REPUBLIKA.CO.ID, JAKARTA -- Indeks demokrasi Indonesia mengalami kenaikan pada 2021 berdasarkan rilis pengukuran The Economist Intelligence Unit pada Februari 2022. Demokrasi Indonesia naik dari peringkat ke-64 pada 2020 dengan skor 6,30 menjadi peringkat ke-52 dengan skor 6,71 dari 167 negara.
Anggota Dewan Pembina Perkumpulan untuk Pemilu dan Demokrasi (Perludem) Titi Anggraini mengatakan, peningkatan ini menandai skor kenaikan indeks demokrasi 10 terbaik di dunia. Meski demikian, Indonesia masih disebut negara dengan demokrasi yang cacat.
"Indonesia masih diklasifikasi sebagai negara dengan kategori flawed democracy atau negara demokrasi yang cacat atau belum sempurna," kata Titi dalam paparannya di acara Seminar Pra-Muktamar Muhammadiyah-Aisyiyah ke-48, Rabu (16/3).

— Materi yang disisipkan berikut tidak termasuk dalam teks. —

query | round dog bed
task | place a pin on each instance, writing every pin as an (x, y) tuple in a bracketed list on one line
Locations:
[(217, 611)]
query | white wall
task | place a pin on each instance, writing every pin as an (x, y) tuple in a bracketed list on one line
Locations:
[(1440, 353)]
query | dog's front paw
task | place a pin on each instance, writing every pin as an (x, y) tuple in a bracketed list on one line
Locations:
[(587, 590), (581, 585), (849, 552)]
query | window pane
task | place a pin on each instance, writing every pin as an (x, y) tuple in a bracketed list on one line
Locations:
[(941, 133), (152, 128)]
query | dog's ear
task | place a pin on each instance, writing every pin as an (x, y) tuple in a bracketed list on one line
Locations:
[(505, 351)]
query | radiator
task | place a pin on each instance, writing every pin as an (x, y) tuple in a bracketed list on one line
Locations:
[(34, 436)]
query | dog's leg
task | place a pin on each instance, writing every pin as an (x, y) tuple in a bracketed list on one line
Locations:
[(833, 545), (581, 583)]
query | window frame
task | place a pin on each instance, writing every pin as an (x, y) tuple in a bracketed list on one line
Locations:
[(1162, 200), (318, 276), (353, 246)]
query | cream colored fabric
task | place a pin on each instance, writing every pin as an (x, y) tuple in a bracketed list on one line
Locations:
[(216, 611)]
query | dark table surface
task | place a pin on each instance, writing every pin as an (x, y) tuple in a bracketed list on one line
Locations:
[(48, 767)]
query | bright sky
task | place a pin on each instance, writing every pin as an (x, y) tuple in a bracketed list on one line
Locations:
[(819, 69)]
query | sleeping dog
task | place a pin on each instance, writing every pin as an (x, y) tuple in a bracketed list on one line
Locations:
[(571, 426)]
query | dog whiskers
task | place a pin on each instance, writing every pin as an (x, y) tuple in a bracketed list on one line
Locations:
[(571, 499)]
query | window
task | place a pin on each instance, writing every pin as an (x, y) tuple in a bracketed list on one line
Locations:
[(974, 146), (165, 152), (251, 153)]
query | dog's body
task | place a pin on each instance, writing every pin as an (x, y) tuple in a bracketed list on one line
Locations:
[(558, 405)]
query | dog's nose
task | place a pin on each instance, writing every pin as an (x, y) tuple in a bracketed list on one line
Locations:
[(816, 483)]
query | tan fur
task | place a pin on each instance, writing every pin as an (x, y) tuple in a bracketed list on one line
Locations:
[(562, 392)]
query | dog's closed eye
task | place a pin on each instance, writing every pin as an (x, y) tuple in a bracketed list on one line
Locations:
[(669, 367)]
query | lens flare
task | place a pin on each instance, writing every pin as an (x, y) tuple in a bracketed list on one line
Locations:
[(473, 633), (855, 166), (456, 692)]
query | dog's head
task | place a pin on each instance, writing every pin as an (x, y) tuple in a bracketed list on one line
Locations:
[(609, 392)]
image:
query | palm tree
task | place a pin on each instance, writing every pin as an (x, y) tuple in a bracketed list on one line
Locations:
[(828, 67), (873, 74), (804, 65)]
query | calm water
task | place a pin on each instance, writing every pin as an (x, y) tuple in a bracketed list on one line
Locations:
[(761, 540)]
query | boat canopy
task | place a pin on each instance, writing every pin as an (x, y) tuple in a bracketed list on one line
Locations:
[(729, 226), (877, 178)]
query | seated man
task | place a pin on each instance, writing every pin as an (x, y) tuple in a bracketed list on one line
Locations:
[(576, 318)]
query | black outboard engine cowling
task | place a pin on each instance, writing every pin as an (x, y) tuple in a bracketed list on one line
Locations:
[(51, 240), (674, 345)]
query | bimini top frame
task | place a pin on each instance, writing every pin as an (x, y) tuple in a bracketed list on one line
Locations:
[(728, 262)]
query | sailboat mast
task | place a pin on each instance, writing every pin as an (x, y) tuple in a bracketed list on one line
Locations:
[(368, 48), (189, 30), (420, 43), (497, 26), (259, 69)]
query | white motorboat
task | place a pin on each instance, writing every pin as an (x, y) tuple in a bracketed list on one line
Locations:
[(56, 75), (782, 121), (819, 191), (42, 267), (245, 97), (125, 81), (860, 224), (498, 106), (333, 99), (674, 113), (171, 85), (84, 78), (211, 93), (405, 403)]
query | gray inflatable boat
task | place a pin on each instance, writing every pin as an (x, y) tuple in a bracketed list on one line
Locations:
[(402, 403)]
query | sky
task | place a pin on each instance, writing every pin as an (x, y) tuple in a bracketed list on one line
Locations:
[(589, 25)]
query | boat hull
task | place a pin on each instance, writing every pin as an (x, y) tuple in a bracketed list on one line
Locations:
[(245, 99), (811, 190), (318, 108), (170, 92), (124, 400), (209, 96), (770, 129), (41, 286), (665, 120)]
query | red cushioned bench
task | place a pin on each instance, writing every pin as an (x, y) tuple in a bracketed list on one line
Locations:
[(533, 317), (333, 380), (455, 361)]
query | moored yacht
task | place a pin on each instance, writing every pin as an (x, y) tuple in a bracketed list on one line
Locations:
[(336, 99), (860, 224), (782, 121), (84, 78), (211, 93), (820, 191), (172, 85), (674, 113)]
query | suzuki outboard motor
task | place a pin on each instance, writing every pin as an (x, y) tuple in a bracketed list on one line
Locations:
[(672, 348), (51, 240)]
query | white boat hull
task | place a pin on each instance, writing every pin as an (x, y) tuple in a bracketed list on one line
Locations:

Titi mengatakan, skor Indeks Demokrasi ini pun menempatkan Indonesia di lingkup ASEAN di posisi ketiga di bawah Malaysia dan Timor Leste. Meskipun posisinya lebih baik daripada Filipina, Singapura, Thailand, Vietnam, Kamboja, Laos, dan Myanmar.
Titi melanjutkan, perbaikan indeks skor demokrasi Indonesia ini terjadi pada tiga variabel pengukuran yakni keberfungsian pemerintah naik dari 7,50 menjadi 7,86; kedua soal kebebasan sipil dari 5,59 naik menjadi 6,18; dan yang ketiga partisipasi politik naik dari 6,11 menjadi 7,22.
"Tapi kita stagnan di dua variabel lainnya dari lima variabel yang diukur, stagnasi skor kita terletak pada yaitu proses elektoral dan pluralisme, dan yang kedua adalah budaya politik," kata Titi.
Untuk budaya politik ini, kata Titi, ditengarai adanya praktik jual beli suara, lalu kemudian politik kekerabatan yang masih mewarnai internal partai politik di Indonesia. Khususnya dalam melakukan rekrutmen politik.
"Salah satu yang dianggap berkontribusi pada stagnasi variabel budaya politik," katanya.
Sedangkan, faktor yang berkontribusi pada peningkatan demokrasi di Indonesia oleh The Economist adalah Putusan Mahkamah Konstitusi Nomor 91 tahun 2020 pada November 2021 yang menyatakan undang-undang Cipta kerja sebagai inkonstitusional bersyarat dan meminta pemerintan dan DPR merevisinya. Menurut The Economist, ini sebagai bukti atau bentuk adanya independensi peradilan,
"Itu variabel yang membuat demokrasi kita membaik," katanya.
Sedangkan kedua, adalah politik Presiden Joko Widodo yang mengakomodasi berbagai kelompok politik dalam kabinet dinilai The Economist kondusif untuk membangun konsensus antarkekuatan politik serta dianggap sebagai kontributor perbaikan kondisi demokrasi di Indonesia.
Namun demikian, Titi memberi catatan jika terjadinya faktor pertama yakni permohonan uji materi di MK berkaitan dengan faktor kedua. Menurutnya, karena semua kekuatan politik ditarik masuk ke dalam pemerintah, maka kontrol menjadi melemah sehingga produk legislasi jauh dari partisipasi masyarakat dan produk yang dihasilkan menjadi inkonstitusional.
"The Economist hanya melihat diakomodirnya kekuatan politik yang beragam tetapi tidak melihat melemahnya kontrol akibat perilaku yang mengakomodir kekuatan-kekuatan politik tersebut sehingga melemahkan sistem kontrol dan juga pengawasan dalam praktik tata kelola pemerintahan," kata Titi.